Wednesday, May 17, 2006

Oh, the possibilities

For the first time in at least a week, I was awake at the crack of dawn.

The bedroom's side window points northeast, just allowing a subtle indication of the day ahead. Since the beginning of the month, we've been greeted with overcast or rainy skies each morning, but today -- here comes the sun!

There's such a sense of wonderment, peace, possibilities when the day starts as it has today. Cardinals, blue jays, robins, sparrows, finches of many hues have all been calling to me.

There's such a sense of energy that I get when the morning starts this way. Already, I've done a load of wash, cleaned the kitchen, had breakfast, and am delighting in the perfect glass of tea -- cold from the fridge, fresh lemon, brewed from Bromley decaf, and no ice. Yes, MC from NC, we Jersey Girls know from tea!

Soon, it will be time to shower and head off to our north office to continue the re-visioning of our business. On a day like today, the world's the limit!

embee

Saturday, May 13, 2006

Mother's Day Eve

Without fail, I start to get cranky around this time of year, and it will come to a head tomorrow.

I'm childless, and not by choice.

More than likely, there will be a special blessing for all the mothers present at Mass. I'll try to look inconspicuous as I sit in my pew, not standing with women younger and older than I.

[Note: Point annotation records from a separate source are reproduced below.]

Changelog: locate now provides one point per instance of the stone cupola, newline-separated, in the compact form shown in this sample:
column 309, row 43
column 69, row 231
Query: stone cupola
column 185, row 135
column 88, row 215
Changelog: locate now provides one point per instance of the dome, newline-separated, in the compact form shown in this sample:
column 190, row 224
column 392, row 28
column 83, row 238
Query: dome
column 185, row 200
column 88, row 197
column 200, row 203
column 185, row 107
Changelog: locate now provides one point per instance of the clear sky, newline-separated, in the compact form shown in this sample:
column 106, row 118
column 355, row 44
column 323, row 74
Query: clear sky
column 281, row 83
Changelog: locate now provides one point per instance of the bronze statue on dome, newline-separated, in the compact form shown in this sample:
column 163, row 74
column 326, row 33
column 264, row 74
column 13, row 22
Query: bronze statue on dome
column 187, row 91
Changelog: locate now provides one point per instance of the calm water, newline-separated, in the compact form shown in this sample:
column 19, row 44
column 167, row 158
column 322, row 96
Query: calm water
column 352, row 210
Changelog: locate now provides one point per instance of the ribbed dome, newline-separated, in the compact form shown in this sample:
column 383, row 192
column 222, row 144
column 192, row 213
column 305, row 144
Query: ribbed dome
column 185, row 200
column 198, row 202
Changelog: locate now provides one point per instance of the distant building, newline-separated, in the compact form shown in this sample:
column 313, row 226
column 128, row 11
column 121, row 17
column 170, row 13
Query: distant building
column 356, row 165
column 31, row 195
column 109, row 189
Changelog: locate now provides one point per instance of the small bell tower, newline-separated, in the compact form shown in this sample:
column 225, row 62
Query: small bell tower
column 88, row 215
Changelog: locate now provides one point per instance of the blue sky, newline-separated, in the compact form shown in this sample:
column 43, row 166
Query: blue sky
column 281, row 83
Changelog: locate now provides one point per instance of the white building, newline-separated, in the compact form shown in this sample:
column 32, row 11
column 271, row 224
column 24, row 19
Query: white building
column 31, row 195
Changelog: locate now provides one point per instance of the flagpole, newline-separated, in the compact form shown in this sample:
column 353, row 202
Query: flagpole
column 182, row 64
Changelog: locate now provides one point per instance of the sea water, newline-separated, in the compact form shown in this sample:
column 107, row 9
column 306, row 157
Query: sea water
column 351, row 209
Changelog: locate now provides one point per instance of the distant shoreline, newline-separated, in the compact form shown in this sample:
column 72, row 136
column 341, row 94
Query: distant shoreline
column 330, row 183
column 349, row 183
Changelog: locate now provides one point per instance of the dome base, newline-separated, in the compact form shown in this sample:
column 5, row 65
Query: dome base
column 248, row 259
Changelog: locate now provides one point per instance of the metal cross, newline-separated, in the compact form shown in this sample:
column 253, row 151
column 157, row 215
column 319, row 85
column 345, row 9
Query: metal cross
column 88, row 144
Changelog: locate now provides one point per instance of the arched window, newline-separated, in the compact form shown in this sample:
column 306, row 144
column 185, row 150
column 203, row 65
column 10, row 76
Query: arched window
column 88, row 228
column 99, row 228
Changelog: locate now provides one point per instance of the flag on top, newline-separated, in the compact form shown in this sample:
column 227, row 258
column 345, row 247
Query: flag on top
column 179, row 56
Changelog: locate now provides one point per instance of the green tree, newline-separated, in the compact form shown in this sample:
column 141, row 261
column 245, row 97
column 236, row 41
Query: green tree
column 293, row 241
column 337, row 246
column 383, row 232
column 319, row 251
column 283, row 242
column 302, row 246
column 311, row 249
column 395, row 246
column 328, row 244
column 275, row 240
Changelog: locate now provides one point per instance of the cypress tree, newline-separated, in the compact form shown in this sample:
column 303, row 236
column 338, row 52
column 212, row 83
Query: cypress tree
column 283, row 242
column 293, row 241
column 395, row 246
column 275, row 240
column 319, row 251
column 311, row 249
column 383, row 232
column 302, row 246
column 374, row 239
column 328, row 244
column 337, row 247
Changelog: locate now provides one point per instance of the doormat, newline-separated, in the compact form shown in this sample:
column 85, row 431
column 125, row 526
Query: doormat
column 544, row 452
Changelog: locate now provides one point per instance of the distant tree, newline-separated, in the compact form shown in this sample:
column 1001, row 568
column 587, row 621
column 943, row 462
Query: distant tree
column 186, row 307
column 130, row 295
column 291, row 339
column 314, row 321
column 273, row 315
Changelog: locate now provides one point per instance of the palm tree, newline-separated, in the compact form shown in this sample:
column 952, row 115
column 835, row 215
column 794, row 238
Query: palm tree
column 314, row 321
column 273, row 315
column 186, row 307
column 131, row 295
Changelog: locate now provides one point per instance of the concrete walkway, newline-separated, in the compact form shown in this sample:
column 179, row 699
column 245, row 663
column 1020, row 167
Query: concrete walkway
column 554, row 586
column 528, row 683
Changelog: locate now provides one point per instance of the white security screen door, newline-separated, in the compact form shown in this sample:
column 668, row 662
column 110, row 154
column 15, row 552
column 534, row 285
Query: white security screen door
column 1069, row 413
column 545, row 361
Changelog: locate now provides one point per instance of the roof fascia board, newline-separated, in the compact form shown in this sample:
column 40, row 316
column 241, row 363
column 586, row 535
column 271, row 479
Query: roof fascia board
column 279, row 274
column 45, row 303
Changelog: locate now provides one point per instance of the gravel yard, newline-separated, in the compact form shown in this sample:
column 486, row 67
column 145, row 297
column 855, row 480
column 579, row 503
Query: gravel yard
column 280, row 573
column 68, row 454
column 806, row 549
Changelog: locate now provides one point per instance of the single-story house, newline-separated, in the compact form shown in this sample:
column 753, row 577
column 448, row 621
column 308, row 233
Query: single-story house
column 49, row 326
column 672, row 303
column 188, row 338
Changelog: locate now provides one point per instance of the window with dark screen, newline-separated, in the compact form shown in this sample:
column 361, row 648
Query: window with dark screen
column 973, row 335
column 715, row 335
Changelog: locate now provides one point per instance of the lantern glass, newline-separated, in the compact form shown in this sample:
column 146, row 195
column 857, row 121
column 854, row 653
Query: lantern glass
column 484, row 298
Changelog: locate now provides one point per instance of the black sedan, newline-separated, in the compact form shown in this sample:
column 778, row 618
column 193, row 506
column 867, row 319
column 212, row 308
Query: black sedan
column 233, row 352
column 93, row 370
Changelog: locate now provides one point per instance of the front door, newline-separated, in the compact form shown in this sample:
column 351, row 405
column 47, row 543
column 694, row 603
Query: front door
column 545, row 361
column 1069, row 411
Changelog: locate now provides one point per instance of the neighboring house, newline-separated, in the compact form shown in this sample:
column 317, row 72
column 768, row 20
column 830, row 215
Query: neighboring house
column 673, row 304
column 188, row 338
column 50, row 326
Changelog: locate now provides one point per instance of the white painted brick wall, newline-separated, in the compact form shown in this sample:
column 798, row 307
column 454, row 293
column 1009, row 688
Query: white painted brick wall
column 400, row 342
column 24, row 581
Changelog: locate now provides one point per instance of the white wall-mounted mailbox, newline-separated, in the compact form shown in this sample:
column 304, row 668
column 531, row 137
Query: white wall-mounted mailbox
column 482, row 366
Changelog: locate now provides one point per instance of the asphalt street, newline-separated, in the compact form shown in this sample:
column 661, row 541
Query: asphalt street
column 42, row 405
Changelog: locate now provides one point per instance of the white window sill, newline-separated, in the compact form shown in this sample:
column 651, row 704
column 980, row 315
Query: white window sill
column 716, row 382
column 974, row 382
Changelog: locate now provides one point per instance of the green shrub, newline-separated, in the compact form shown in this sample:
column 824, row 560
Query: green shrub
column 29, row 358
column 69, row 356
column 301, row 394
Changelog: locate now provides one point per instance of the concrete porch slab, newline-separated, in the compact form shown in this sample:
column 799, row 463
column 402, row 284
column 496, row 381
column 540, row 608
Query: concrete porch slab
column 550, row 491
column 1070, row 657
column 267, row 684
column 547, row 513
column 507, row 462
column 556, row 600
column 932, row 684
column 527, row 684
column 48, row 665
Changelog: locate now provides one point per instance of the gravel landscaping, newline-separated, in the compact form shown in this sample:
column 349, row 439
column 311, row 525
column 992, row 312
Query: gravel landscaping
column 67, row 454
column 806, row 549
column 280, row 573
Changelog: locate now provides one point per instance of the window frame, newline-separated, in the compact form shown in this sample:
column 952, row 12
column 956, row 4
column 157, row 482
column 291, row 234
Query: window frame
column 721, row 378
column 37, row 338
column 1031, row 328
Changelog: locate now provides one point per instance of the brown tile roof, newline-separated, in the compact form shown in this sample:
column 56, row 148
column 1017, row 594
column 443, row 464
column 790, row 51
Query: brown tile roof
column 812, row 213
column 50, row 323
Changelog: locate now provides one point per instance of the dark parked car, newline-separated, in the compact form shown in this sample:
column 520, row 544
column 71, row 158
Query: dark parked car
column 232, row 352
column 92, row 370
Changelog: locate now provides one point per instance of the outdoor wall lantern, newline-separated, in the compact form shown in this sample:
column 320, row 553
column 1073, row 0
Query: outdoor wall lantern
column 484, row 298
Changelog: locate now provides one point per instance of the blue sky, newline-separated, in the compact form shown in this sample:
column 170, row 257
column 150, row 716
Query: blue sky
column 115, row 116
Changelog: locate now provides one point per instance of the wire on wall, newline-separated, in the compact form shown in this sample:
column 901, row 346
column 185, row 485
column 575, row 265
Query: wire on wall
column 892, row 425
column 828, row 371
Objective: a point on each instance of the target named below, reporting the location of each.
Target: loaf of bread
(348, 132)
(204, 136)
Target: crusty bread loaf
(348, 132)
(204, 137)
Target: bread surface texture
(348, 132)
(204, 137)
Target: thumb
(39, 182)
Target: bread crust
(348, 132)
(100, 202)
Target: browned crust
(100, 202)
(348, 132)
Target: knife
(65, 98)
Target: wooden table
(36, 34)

I'll just smile and thank folks each time I'm wished a Happy Mother's Day, and resist explaining over and over, "I have no sons or daughters."

I'll nod my head as some try to console me with reminders that I have nieces and nephews instead. Close, but not quite the same.

My hands will instinctively wrap around my abdomen in yet another failed attempt to protect those babies who left me before they were ready.

Thursday, May 11, 2006

Prayer for Life's Transitions

Psalm 139 Redux: Circa 2006

Lord, reveal myself to me.

Because You know all, know my choices and my chances before I come about to them, I ask for some insight, some wisdom.

You have blessed me with so much, and I am confidently aware You expect much more from me.

Open my mind and my heart to that knowledge, that awareness.

Through Your protection, the love of Your Son, and the wonder of Your Spirit, may I be a willing child and steward through which to work Your greatness.

Amen!

(c) MB Parente, 2006

Wednesday, May 10, 2006

Welcome!

2006.0510

Welcome to my world, where the first fifty years were merely practice for the best part of my life!